Hi, I'm looking for some advice on the best way to implement an aggregation query that supports pagination and sorting.
Quick Overview of My Documents & Desired Use Case:
I have indexes that contain documents with a number of relevant fields
{ user_id: 5, timestamp: 123456789, ... other fields ... },
{ user_id: 6, timestamp: 123456791, ... other fields ... }
{ user_id: 8, timestamp: 123456811, ... other fields ... }
{ user_id: 5, timestamp: 1234567891, ... other fields ... }
I'm trying to implement an aggregation query that will return a list of user_ids sorted by most recent timestamp. Ideally, this aggregation will support pagination as user_id
is a high cardinality field and there may be many documents that share the same user_id. I want to avoid pulling all of the results at once due to speed and memory concerns.

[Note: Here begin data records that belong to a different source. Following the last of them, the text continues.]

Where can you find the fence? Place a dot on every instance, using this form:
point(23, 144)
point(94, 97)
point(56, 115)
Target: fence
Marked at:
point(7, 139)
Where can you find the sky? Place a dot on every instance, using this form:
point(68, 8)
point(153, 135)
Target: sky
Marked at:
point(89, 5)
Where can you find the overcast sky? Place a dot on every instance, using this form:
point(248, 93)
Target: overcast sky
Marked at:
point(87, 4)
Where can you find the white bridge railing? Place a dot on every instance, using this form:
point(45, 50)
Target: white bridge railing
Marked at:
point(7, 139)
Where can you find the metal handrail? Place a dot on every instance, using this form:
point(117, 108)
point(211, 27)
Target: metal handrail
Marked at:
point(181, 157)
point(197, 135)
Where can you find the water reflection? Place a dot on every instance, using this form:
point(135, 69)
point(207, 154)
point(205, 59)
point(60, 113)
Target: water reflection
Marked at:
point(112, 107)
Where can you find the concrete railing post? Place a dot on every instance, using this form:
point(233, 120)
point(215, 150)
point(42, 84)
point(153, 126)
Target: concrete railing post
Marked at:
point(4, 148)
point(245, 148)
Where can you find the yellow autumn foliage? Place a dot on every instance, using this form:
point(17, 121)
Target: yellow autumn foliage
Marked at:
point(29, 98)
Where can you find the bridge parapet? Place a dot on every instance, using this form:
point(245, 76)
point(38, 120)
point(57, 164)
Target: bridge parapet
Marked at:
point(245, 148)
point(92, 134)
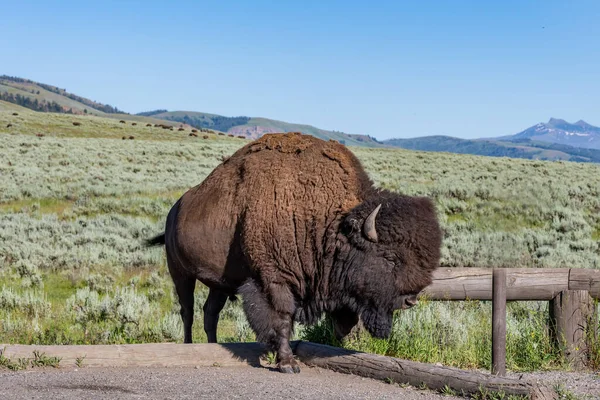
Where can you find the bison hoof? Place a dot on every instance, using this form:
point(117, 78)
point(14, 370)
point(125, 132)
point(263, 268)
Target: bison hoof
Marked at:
point(292, 368)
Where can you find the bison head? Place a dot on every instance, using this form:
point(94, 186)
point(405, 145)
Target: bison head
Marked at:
point(390, 247)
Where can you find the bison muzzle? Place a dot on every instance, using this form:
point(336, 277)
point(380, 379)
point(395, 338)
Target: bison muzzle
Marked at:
point(295, 226)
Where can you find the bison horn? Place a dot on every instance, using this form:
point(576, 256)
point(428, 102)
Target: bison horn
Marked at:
point(369, 226)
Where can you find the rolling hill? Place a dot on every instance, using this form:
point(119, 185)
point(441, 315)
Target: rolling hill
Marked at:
point(555, 140)
point(47, 98)
point(559, 131)
point(255, 127)
point(517, 148)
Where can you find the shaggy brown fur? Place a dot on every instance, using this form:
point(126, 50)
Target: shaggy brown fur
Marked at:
point(282, 222)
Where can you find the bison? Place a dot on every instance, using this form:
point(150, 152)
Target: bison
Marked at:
point(295, 226)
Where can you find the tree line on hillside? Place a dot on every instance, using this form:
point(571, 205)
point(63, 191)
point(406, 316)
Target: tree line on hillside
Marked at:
point(33, 104)
point(217, 122)
point(63, 92)
point(151, 113)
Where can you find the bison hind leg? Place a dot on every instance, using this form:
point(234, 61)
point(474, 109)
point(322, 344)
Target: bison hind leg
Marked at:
point(271, 327)
point(212, 308)
point(343, 320)
point(184, 286)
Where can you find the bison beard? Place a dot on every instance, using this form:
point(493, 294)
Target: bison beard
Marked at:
point(294, 225)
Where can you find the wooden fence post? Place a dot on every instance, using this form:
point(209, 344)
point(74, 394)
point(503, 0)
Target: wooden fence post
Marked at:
point(570, 312)
point(499, 322)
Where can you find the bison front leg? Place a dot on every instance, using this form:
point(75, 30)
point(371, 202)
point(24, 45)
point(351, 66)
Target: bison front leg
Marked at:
point(272, 325)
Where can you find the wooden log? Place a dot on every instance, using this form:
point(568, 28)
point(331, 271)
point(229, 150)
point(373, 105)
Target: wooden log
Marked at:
point(146, 355)
point(476, 284)
point(570, 312)
point(414, 373)
point(499, 322)
point(585, 279)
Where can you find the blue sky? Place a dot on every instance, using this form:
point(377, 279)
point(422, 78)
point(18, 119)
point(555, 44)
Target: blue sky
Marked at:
point(388, 69)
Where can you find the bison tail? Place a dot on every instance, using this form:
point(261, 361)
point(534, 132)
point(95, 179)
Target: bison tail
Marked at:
point(156, 241)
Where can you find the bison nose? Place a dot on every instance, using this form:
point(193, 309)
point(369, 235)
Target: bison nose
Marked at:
point(410, 301)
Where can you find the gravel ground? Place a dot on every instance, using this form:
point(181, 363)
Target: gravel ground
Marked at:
point(198, 383)
point(584, 385)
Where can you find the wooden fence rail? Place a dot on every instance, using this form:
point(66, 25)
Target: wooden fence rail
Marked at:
point(570, 292)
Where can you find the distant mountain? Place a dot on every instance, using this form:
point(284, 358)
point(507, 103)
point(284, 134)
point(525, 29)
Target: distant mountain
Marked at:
point(518, 148)
point(579, 134)
point(256, 127)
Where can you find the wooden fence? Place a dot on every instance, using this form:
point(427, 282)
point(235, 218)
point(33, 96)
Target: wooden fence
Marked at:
point(570, 291)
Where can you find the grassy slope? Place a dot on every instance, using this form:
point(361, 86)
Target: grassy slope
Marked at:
point(279, 126)
point(493, 148)
point(25, 88)
point(61, 125)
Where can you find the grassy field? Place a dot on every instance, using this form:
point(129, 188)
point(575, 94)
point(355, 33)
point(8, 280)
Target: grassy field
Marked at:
point(76, 204)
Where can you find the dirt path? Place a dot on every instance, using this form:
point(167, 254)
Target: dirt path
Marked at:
point(201, 383)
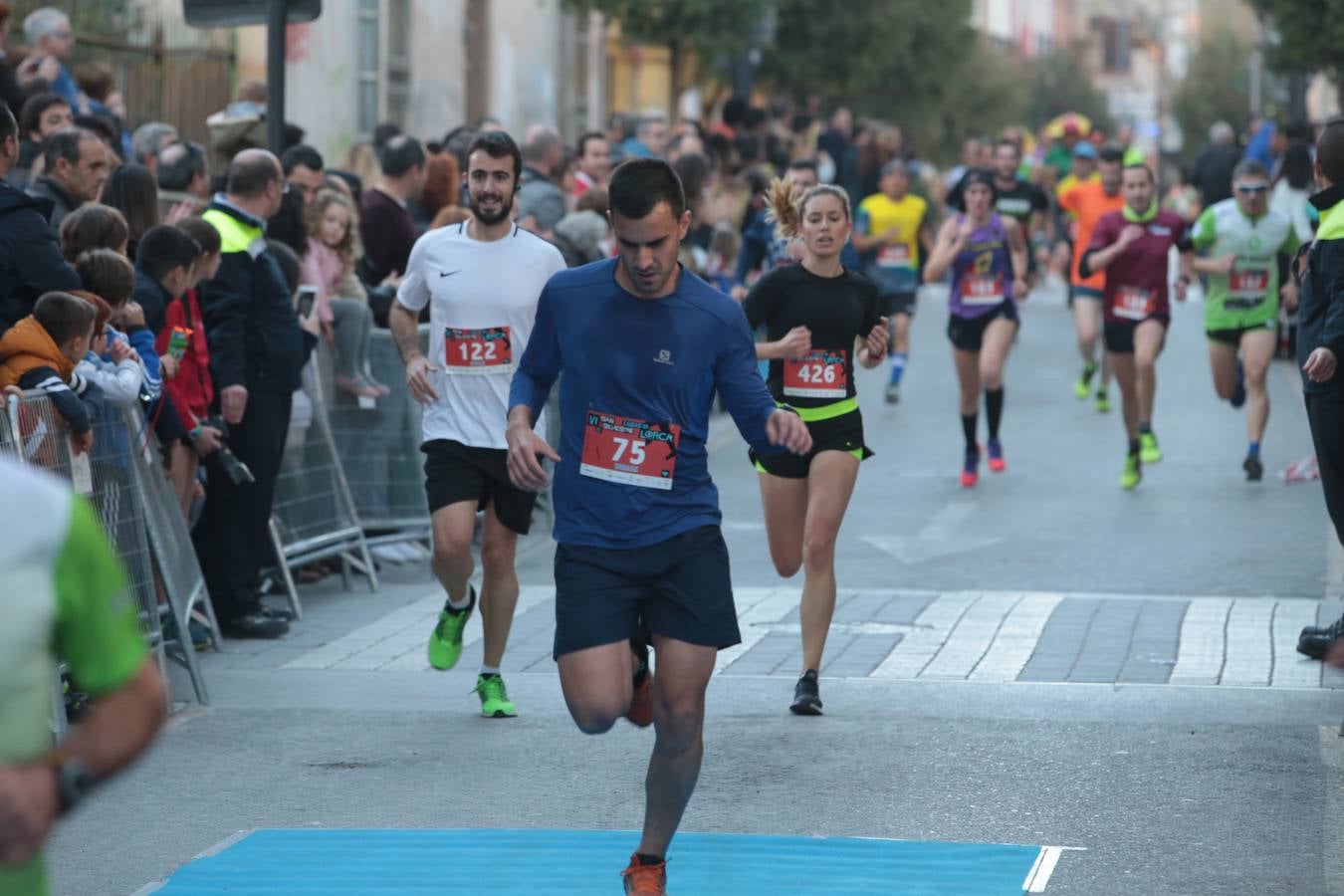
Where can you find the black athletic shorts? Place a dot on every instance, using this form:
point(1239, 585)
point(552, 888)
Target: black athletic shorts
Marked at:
point(1232, 337)
point(1118, 336)
point(841, 433)
point(893, 304)
point(456, 472)
point(679, 588)
point(968, 334)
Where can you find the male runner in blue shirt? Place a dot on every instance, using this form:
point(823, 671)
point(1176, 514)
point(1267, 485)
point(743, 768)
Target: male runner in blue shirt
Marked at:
point(642, 348)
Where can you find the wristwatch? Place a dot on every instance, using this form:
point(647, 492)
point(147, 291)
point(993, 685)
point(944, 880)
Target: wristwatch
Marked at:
point(74, 781)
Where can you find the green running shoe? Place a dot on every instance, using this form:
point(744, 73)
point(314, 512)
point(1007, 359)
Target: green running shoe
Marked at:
point(1133, 473)
point(445, 645)
point(1148, 450)
point(494, 697)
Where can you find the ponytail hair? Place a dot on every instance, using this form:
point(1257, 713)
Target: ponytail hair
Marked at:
point(785, 203)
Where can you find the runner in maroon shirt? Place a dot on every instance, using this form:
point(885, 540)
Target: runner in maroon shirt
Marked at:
point(1132, 246)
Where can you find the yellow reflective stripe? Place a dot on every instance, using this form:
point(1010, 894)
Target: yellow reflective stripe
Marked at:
point(1332, 223)
point(826, 411)
point(234, 237)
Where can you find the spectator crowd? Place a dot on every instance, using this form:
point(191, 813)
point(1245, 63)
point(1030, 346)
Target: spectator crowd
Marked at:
point(142, 269)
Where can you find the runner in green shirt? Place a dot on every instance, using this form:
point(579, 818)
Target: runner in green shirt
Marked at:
point(62, 594)
point(1244, 246)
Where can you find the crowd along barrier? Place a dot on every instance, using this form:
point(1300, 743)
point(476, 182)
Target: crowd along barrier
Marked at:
point(112, 479)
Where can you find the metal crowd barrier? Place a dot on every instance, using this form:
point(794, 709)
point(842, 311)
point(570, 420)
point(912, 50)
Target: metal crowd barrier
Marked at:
point(314, 516)
point(122, 480)
point(379, 446)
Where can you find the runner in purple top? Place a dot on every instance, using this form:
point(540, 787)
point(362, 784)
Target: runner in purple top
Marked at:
point(987, 256)
point(1132, 246)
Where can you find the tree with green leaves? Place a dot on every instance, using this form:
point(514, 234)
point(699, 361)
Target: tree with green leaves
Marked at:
point(1216, 88)
point(1309, 37)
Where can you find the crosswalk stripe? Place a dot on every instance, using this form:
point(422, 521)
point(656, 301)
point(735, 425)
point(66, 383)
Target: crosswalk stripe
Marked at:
point(1016, 639)
point(918, 648)
point(1290, 668)
point(1199, 660)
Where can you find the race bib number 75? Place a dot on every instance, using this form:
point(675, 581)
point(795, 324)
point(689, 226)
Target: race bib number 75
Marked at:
point(630, 452)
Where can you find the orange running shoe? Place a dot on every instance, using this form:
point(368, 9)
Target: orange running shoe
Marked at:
point(971, 470)
point(997, 457)
point(641, 703)
point(645, 880)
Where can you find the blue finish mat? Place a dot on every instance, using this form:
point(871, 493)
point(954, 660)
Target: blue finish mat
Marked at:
point(580, 861)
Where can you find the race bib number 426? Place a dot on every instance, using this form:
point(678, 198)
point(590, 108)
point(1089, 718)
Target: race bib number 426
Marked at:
point(816, 375)
point(630, 452)
point(479, 350)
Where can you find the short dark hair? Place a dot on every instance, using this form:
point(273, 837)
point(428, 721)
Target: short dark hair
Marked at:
point(384, 131)
point(1329, 150)
point(399, 154)
point(8, 126)
point(1144, 168)
point(583, 141)
point(133, 191)
point(203, 233)
point(249, 176)
point(496, 144)
point(300, 154)
point(179, 164)
point(65, 144)
point(92, 227)
point(163, 249)
point(288, 262)
point(108, 274)
point(1250, 168)
point(30, 115)
point(65, 316)
point(638, 185)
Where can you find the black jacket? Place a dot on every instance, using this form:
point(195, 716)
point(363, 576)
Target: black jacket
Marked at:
point(62, 203)
point(153, 299)
point(30, 258)
point(1320, 318)
point(249, 315)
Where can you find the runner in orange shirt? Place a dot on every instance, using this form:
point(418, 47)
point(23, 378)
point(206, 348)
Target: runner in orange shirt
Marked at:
point(1086, 203)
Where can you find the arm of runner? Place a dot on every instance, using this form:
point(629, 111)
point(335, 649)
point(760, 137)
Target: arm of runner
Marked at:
point(403, 322)
point(526, 449)
point(1017, 254)
point(951, 241)
point(872, 348)
point(738, 381)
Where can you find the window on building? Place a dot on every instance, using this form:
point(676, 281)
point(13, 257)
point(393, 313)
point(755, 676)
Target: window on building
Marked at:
point(384, 64)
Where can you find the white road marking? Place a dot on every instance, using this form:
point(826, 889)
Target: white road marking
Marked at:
point(1248, 646)
point(763, 604)
point(1290, 668)
point(932, 629)
point(971, 639)
point(1199, 660)
point(941, 537)
point(1016, 639)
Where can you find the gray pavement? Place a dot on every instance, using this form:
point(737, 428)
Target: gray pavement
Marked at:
point(1043, 660)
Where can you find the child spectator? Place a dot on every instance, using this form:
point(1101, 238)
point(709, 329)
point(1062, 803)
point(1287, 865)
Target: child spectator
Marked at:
point(115, 361)
point(341, 304)
point(93, 227)
point(183, 338)
point(41, 352)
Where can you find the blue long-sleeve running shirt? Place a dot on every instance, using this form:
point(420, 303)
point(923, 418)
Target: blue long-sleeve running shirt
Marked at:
point(637, 384)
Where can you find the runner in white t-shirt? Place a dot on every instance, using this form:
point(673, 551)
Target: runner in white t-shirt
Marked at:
point(481, 280)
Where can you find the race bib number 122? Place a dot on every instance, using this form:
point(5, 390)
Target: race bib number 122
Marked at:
point(479, 350)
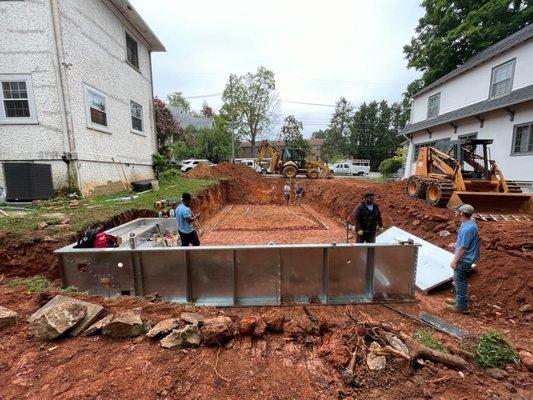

For Example: Let's say I only want 1 user_id per page of results & use the example documents I provided above.
Page 1 -> user_id = 5
Page 2 -> user_id = 8
Page 3 -> user_id = 6
What I've Tried so Far
- Term/s Aggregation
- Composite Aggregation
Term/s aggregations have good support for sorting the result buckets & avoid duplicate user_id results by grouping all documents containing the same user_id into a bucket.
"users": {
"terms": {
"field": "user_id",
"order": { "user_latest_timestamp.max": "desc" },
"size": 200
},
"aggs": {
"user_latest_timestamp": {
"stats": { "field": "timestamp" }
}
}
}
The problem is that as far as I can tell, terms aggregations do not support pagination. If the index I'm running this query against contains 5,000+ unique user_ids, then size
must be set to some arbitrary value (5,000). The outcome is a slow query that returns 100s of KBs of data.
Composite aggregations are obviously the way to go for paginating aggregation responses, but I can't seem to get the sorting to work for my use case.
"users": {
"composite": {
"size": 200,
"sources": [
{ "user_ids": { "terms": { "field": "user_id" } } }
]
The first composite aggregation I tried only supports sorting the results by the values of sources (i.e. the user_id values).
"users": {
"composite": {
"size": 200,
"sources": [
{ "time": { "terms": { "field": "timestamp", "order": "desc" } } },
{ "user_ids": { "terms": { "field": "user_id" } } }
]
I've also attempted to include the timestamp
in sources
, but I don't think this is appropriate either. This does produce a sorted list of results in each query, but my understanding is that due to the nature of composite aggregations not looking at every document, the results are simply sorted locally (i.e. the results are sorted, but that doesn't mean the first bucket I receive for the first page actually contains the most recent timestamp in the entire index). Additionally, I will receive "duplicate" user_id results. Each unique timestamp + user_id pair will appear in my composite buckets response, meaning I'd need to keep track of previously displayed user_ids in my application.
Is there any way to sort my aggregation results by timestamp
and support pagination without maintaining some state in my application? I want to avoid querying every single user_id
+ their max timestamp
and sorting in the application.
Any advice would be greatly appreciated.